There’s a lot of information out there on the subject, so rather than just repeat stuff that’s already been said, I thought I would link off a few resources I thought were informative/enjoyable and why.
I found Paul Graham‘s essay, ‘Are Software Patents Evil?‘ after reading a few other resources, but I’d recommend it as a first read as it’s not too long and it has a prosaic style which I thought was quite accessible. It also seems to be a fairly balanced account of the pros and cons of software patents, whereas the other resources I found tended to be in one camp or the other.
Ciaran O’Riordan has published a lengthy overview of the state of play with Software Patents in Europe, also referencing interesting material about the reality of software patents and impact on innovation in the US. There’s a lot of information here between the content and the links and I found it took a bit of digesting, but worth it to find out the recent history with regards software patent legislation.

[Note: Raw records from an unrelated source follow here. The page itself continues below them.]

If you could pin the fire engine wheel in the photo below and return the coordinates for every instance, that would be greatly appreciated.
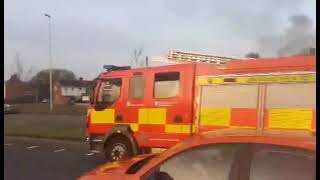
(118, 148)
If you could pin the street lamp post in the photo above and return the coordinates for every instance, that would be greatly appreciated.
(50, 62)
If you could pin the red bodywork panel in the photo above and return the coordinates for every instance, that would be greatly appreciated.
(288, 139)
(184, 105)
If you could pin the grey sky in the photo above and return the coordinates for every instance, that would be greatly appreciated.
(90, 33)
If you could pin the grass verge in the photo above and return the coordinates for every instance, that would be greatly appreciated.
(38, 108)
(45, 126)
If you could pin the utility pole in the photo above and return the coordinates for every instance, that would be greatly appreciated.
(50, 62)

Patent Risks of Open Source Software is a nice short article, focusing on the legal risks inherent in Open Source. There are some good points made in this paper, answering questions like ‘can you just swap out an open source component that infringes a patent for a custom component you wrote yourself and be safe?’. Although the article is focussed on Open Source, it seems (to me) that most of it is actually applicable to software in general – how much protection do you really get if the closed source software that you’re using is found to infringe patents?
I couldn’t decide whether a user of software that infringes on a third party’s patent could be liable for infringement themselves, so I asked the question on stackoverflow.com. The answer seems to be that yes, a user could be liable, and there are a couple of statements and links off to articles that support that conclusion.
It seems to be something of a consensus that the software patent situation is becoming more heated, and that this focus is being driven by newer players in the game taking legal action perhaps inappropriately against other parties infringing their patents. Searching for company names and ‘patent’ tends to find sequences of results that patent-related news for that company.
The most surprising thing for me about this whole patent business is that a patent lasts twenty years. In IT today, the world changes week by week and month by month. Twenty years ago, there was no such thing as a website. I guess no-one patented the idea of a website. I wonder how the world would be different if someone had?
Pop quiz – can you think of an example of a computing technology that succeeded because it wasn’t patented, or one that succeeded because it was?